Богдан был человеком слова, не прощавшим легкомысленности другим. Он стал воплощением глубокой тоски и неугасимого вдохновения, которые всегда сопутствуют русскому человеку в его стремлении к свету и истине. И хотя его можно было посчитать суровым и безжалостным, что свойственно любому полковнику, такого мнения о себе он не заслуживал. На протяжении долгих лет, проведённых в постоянной борьбе с опасностями, угрожающими его жизни, он мечтал о свободе и внутреннем покое, которые могли бы освободить его душу от оков страха и тревоги. Богдан был безумно одиноким человеком, не пытавшийся завести семью или друзей. Так уж случилось, что ему было достаточно одиночества и моего редкого появления в его жизни. По вечерам в пятницу он иногда звал меня прогуляться по улицам Смоленска, вместо того чтобы поспешить домой и отдохнуть от недельного въевшегося в спину груза. Каждую такую встречу он часто вздыхал, сквозь ветер слышались его мысли о жизни, а затем он мудро оглядывал окрестности и отчего-то улыбался. Впервые мне довелось встретить человека, который не нагнетает обстановку и не вгоняет в бездонную грусть своими унылыми принципами. Богдан нашел способ из безнадежной прямолинейности давать некий маленький смысл в мелочах, который помогает выбираться из постели по утрам.
В тот день кабинет был непривычно строг и угрюм, как и его владелец, сидящий за столом напротив меня. Опустошенный взгляд, утративший решимость, был опущен, создавая новые морщины. Он был задумчив, хранил спокойствие и каплю сумасшествия, что скорее казалось неприличным, чем обыденным. В темных волосах виднелась посидевшая прядка, которая подчеркивала, насколько плохи идут дела у командира. Я прошла к столу, половицы под ногами громко скрипнули, помогая мне заявить о своем приходе. Богдан медленно поднял голову и мягко улыбнулся мне, отводя взгляд. Круги под глазами говорили не о возрасте, а о длительности бессонных ночей.
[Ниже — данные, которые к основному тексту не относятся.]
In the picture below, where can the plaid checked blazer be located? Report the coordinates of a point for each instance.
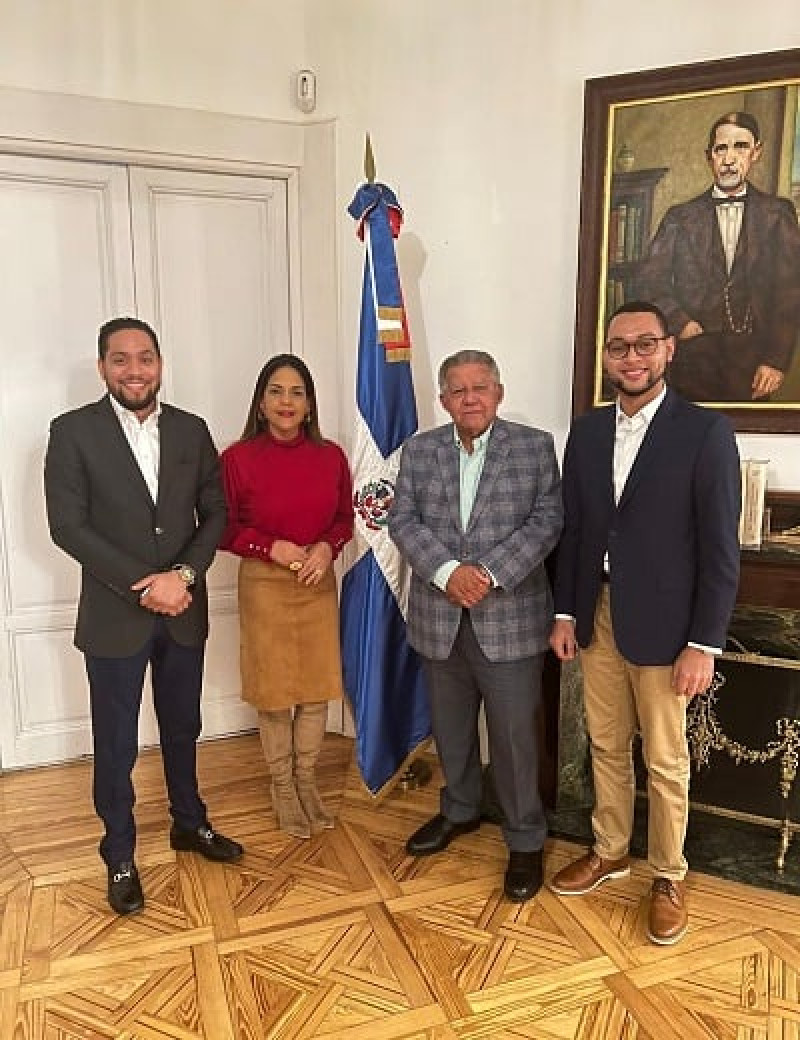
(515, 522)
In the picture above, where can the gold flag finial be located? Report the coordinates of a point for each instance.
(368, 160)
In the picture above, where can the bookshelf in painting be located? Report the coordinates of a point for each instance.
(629, 230)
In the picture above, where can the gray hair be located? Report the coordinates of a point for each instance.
(467, 358)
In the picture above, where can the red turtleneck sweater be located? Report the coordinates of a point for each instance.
(294, 490)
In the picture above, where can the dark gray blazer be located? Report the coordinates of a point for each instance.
(672, 539)
(100, 513)
(515, 522)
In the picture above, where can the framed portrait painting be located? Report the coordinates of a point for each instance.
(690, 201)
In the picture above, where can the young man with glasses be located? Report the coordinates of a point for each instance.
(645, 583)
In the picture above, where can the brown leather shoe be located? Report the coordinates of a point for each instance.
(587, 873)
(668, 919)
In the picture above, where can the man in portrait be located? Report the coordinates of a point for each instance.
(724, 267)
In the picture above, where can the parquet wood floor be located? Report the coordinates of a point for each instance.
(346, 936)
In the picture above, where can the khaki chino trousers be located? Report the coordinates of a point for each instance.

На командире была привычная военная форма, а его отстраненность словно была вшита в саму ткань его сущности — родная и безнадежная. Карие глаза, бездонные омуты задумчивости, безмолвно смотрели в одну точку, не спеша осознать печальную реальность, окружающую его. Легкая щетина придавала мужчине дополнительный возраст, подчеркивая его мужественность. Брови были сведены к переносице, создавая впечатление постоянного напряжения.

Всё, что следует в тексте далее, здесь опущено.